Anlaß zu der spektakulären PKK-Aktion war die Eroberung der beiden Städte Sindschar und Zumar in der nordwestirakischen Provinz Nineveh Anfang August, deren Hauptstadt Mossul inzwischen Hauptstadt des Islamischen Staates ist. Dort soll es zu schlimmsten Greueltaten gegen die Zivilbevölkerung gekommen sein. In Sindschar lebten größtenteils Jesiden, deren Religion auf den Zoroastrismus zurückgeht und die in den Augen der sunnitischen Fundamentalisten vom IS Ungläubige bzw. Teufelsanbeter sind. Berichten zufolge haben die IS-Milizionäre viele männliche Bewohner von Sindschar abgeschlachtet und die Frauen und Mädchen verschleppt. Letztere mußten zum Islam übertreten und sollen bei passender Gelegenheit mit irgendwelchen Mudschaheddin verkuppelt werden. Zehntausende Jesiden sind nun aus Angst um ihr Leben auf der Flucht vor dem IS. Einige haben sich in die Berge nahe der Grenze zu Syrien begeben, andere sind in das autonome irakische Kurdistan im Osten geflüchtet.

Inzwischen marschiert die IS-Armee weiter Richtung der mehrheitlich von Christen bewohnten Stadt Tel Keppe, die bisher von den Kämpfen in Nineveh verschont geblieben ist. Aus diesem Grund hat Massud Barsani, Präsident der Kurdischen Regionalregierung (Kurdish Regional Government - KRG) mit Sitz in Erbil, am 4. August 10.000 Peschmergas mobilisiert, die zusammen mit den Verbündeten von der PKK den Vormarsch des IS stoppen sollen. Am selben Tag erteilte Premierminister Nuri Al Maliki in Bagdad der irakischen Luftwaffe den Befehl, den kurdischen Peschmergas bei ihrer Gegenoffensive beizustehen. Barsani bat die USA unterdessen um Rüstungshilfe.

Die Hilfe scheint dringend notwendig zu sein, denn bei der Eroberung von Mossul hatten IS-Freiwillige große Mengen schwerer Waffen erbeutet.

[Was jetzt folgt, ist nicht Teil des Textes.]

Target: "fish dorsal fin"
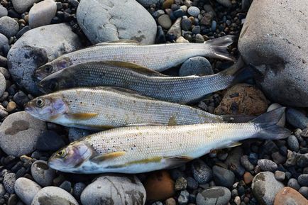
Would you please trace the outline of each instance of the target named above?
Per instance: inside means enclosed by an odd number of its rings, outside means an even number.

Im bereits erwähnten McClatchy-Artikel berichtet ein nicht namentlich genannter Peschmerga-Kommandeur, der IS-Einfall in Sindschar und Zumar sei so stürmisch erfolgt, daß man keine andere Option gehabt hätte, als den Rückzug anzutreten. "Sie kamen so schnell aus drei Richtungen, daß wir nicht in der Lage waren, schnell genug Verstärkung in Stellung zu bringen. Sie hatten schwere Maschinengewehre und Mörser, also konnten wir kaum etwas anderes machen, als uns zwecks eines Gegenangriffs umzugruppieren." Inzwischen sollen kurdische PYD-Einheiten aus Syrien die Grenze zum Irak überquert haben, um an der Seite der Peschmergas zu kämpfen, die nun ihrerseits mit Panzern und schwerer Artillerie gegen die IS-Kämpfer in Sindschar vorrücken. In der Sindschar-Region sollen in den letzten beiden Tagen Dutzende Kämpfer auf beiden Seiten gefallen sein.

Währenddessen versucht der IS, der laut einer Schätzung der Carnegie-Stiftung aus dem Verkauf fossiler Brennstoffe aus den ostsyrischen Öl- und Gasfeldern 50 Millionen Dollar monatlich verdienen soll, die beiden wichtigsten Staudämme des Iraks, den Mossul-Damm und den Haditha-Damm, zu besetzen. Sollte den Anhängern von Khalif Ibrahim - so der neue Titel Al Baghdadis - dies gelingen, hätte der Islamische Staat 70 Prozent der Stromproduktion des Iraks und das Trinkwasser von Millionen von Menschen unter seiner Kontrolle. Darum wollen die staatlichen syrischen Streitkräfte, unterstützt von schiitischen Milizionären, eine Verwirklichung des ambitionierten IS-Vorhabens mit aller Macht verhindern. Zu diesem Zweck hat Bagdad Washington und Teheran um Hilfe gebeten. Gut möglich, daß hier die Amerikaner, die gerade das Raketenarsenal Bagdads aufstocken, den Iranern personaltechnisch den Vortritt lassen werden, um der schiitisch-dominierten Islamischen Republik ihr eigenes "Vietnam" im Irak zu bescheren. Der Iran beteiligt sich schon seit längerem mit Militärberatern an den Bürgerkriegen in Syrien und im Irak. Es scheint als würde Teheran nicht um eine Erhöhung seines militärischen Einsatzes im Irak herumkommen, wenn er den Vormarsch des IS aufhalten und seinen Einfluß in Bagdad aufrechterhalten will.